Anonymous Coward says:

Re: Re: Re:

Meanwhile, Sci-Hub would have next to nothing if these journals didn’t exist, so they do have a point.

That’s like saying doctors would have next to nothing if infectious disease didn’t exist.

How the hell is the existence of access-restrictive assholes/infectious disease supposed to be the better scenario?

Anonymous Coward says:

Re: Re: Re:

Meanwhile, Sci-Hub would have next to nothing if these journals didn’t exist, so they do have a point.

More a case of Sci_Hub would not exist if the journals did not price gouge those who produce the papers in the jounals and make co-operation in any field horribly expensive if the researchers play by the rules.

Anonymous Coward says:

Researchers need to get published in the journals to get peer review, they need to get published ,and to get promoted .
peoples career path is based on their research they publish in certain journals ,librarys have to pay to subscribe to those journals so thier students and professors can keep up with advances in research and advances in science .Not all librarys can afford to pay for all the scientific journals .
We need to move to an open free publishing platform,
most scientific research is funded by the taxpayer ,
set up a web site like git hub,
eg open science.org .
ALL research funded by the government or the tax payer must be published there ,
Any scientist or professor can register free to publish research papers there .
Whether they are based in america, canada or europe .

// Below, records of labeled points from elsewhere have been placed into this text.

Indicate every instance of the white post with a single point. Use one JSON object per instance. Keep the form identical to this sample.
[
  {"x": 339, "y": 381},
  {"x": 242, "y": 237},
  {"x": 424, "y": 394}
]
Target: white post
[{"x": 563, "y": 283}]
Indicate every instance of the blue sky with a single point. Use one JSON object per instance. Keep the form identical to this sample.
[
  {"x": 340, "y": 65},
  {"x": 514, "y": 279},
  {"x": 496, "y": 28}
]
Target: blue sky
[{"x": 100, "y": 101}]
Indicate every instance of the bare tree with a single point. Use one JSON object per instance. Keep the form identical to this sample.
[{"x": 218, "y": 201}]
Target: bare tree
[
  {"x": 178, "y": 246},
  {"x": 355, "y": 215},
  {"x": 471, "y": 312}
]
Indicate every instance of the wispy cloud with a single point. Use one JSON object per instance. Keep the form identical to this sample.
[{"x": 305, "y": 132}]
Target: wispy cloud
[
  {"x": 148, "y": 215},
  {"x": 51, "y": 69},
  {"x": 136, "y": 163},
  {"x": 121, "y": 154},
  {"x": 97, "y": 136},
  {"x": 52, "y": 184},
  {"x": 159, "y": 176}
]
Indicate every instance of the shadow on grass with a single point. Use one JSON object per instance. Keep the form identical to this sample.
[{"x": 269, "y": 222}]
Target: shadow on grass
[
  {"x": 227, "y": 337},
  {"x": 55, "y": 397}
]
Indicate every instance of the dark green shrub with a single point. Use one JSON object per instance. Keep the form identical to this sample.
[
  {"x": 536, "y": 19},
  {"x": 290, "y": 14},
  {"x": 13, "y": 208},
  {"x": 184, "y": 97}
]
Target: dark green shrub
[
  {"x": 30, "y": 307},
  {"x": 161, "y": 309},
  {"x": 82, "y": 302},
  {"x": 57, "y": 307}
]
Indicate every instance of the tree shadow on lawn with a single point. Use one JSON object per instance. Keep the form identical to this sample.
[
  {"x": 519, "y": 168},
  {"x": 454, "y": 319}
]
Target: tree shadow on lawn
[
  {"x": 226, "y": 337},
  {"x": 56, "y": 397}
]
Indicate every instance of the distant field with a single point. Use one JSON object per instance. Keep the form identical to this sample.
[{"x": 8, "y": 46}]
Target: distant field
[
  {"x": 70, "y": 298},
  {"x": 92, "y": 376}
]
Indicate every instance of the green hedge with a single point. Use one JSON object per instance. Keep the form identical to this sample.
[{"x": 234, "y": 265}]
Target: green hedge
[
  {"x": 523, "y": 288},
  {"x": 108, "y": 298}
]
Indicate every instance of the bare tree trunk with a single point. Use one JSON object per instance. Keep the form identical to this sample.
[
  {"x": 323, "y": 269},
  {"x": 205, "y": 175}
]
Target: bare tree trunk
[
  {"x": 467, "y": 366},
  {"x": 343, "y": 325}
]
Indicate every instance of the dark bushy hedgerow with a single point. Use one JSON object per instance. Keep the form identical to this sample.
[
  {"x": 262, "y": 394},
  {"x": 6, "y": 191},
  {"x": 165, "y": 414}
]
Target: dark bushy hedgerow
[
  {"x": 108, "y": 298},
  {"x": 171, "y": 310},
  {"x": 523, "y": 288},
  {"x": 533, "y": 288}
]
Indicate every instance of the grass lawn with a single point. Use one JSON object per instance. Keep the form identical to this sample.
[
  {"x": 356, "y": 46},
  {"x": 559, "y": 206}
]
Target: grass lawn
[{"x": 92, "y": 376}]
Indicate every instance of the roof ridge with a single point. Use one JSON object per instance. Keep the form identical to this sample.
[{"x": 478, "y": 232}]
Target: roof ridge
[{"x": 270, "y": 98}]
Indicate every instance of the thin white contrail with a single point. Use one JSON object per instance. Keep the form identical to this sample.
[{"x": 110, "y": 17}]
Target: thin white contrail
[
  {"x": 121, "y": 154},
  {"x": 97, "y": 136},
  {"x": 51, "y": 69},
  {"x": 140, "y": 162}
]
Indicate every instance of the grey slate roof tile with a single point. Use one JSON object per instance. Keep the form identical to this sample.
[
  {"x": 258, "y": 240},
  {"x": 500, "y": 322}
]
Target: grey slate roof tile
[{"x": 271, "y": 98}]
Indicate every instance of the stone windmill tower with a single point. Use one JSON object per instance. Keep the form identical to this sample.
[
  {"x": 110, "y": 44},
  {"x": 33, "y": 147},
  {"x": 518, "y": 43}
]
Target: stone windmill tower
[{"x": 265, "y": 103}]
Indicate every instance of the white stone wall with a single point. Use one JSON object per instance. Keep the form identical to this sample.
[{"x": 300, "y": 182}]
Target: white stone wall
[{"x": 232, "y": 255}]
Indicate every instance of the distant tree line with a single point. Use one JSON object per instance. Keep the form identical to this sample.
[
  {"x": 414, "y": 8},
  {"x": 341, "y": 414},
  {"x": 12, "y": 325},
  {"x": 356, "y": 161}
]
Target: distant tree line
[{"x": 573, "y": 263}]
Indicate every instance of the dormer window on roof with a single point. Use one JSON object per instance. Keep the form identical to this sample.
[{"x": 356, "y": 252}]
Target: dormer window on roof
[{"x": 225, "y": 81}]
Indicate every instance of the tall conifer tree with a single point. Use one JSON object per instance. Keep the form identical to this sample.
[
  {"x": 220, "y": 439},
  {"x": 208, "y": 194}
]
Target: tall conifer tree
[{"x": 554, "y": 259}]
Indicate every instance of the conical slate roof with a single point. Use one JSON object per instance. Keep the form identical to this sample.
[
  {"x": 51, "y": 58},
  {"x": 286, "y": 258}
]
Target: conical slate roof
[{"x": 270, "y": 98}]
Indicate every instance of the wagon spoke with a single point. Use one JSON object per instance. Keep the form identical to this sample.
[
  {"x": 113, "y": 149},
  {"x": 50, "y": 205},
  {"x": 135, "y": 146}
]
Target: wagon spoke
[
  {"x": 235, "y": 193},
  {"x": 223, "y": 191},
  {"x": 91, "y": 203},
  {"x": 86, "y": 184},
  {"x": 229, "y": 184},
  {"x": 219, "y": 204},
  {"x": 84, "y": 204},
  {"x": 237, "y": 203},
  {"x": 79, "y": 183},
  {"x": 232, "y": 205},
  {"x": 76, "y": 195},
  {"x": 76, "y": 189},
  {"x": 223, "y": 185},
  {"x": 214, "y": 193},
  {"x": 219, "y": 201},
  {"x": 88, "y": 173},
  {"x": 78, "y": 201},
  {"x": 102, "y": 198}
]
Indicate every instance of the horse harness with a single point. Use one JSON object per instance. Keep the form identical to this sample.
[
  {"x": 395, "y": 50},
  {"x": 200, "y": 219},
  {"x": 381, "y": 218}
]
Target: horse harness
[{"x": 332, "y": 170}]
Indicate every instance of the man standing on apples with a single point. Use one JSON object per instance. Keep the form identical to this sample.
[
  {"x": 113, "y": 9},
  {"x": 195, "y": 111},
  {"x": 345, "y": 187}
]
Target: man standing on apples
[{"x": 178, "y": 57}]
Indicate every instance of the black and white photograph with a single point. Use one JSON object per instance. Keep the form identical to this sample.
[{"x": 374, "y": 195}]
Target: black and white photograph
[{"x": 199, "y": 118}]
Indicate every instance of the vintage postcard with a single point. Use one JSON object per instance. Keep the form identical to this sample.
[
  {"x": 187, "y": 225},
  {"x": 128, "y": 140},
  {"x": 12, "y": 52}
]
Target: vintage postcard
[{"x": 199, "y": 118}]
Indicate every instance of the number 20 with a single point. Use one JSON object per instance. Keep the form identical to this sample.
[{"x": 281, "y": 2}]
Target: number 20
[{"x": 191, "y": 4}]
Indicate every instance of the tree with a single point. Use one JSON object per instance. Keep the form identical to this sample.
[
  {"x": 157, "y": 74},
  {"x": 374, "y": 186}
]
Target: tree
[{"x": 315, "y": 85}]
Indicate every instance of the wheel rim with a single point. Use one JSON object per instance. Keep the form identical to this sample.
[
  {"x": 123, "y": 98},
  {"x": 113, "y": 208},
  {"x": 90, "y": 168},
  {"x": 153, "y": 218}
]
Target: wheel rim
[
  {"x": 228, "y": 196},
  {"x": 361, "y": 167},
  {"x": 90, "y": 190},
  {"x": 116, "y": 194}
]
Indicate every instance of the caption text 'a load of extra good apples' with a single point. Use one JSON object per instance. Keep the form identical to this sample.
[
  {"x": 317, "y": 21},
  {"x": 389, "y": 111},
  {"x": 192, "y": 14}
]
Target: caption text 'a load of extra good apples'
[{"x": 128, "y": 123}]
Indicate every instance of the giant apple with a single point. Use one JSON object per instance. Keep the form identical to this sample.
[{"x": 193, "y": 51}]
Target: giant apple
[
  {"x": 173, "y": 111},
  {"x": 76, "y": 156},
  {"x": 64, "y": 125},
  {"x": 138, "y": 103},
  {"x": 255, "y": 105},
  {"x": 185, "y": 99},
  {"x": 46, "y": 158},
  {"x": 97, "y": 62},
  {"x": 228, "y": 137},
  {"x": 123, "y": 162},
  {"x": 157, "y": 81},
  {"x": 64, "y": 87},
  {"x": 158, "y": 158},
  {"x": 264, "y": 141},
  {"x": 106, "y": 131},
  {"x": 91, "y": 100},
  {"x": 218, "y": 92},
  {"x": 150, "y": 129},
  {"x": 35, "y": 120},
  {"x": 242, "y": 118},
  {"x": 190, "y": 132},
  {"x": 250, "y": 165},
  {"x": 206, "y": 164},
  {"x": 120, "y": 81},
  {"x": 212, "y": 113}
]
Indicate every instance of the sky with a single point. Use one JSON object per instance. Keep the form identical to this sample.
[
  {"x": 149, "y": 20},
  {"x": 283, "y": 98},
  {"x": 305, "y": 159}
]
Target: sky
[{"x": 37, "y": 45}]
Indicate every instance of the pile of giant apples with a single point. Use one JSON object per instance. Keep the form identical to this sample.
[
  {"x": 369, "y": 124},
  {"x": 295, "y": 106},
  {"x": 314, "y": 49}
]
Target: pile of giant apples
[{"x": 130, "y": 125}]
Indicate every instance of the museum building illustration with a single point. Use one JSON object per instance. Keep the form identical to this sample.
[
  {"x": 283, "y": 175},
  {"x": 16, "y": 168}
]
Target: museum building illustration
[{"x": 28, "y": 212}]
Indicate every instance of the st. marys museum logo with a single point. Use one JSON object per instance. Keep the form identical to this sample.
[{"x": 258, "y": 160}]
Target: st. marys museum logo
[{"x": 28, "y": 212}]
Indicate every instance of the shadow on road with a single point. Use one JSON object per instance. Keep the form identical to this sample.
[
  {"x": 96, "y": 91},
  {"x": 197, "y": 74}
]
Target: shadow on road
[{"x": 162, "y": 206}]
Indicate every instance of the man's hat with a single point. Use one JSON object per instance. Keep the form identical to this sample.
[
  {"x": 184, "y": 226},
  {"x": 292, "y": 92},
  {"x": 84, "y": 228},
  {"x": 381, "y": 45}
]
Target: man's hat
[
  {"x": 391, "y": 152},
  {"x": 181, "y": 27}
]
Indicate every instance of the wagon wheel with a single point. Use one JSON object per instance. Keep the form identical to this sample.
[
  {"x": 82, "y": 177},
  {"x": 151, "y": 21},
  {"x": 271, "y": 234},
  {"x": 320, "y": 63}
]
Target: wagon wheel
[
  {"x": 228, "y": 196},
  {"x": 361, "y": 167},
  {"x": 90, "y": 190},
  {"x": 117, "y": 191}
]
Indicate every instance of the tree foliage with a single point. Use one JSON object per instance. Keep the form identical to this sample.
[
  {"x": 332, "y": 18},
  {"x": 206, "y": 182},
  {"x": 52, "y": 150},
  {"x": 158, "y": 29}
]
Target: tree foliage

At the moment the tax payer pays for research than public funded universitys have to pay for it .

rayashcraft says:

Copyright has nothing to do with it. A visiting professor (MIT Media Laboratory) simply founded Public.Resource.Org and that’s it. Elsevier, one of the best information analytics systems, for instance, created their own version of Wikipedia. Research paper writers can search ScienceDirect Topics and get Topic pages that are generated automatically for academic paper writing.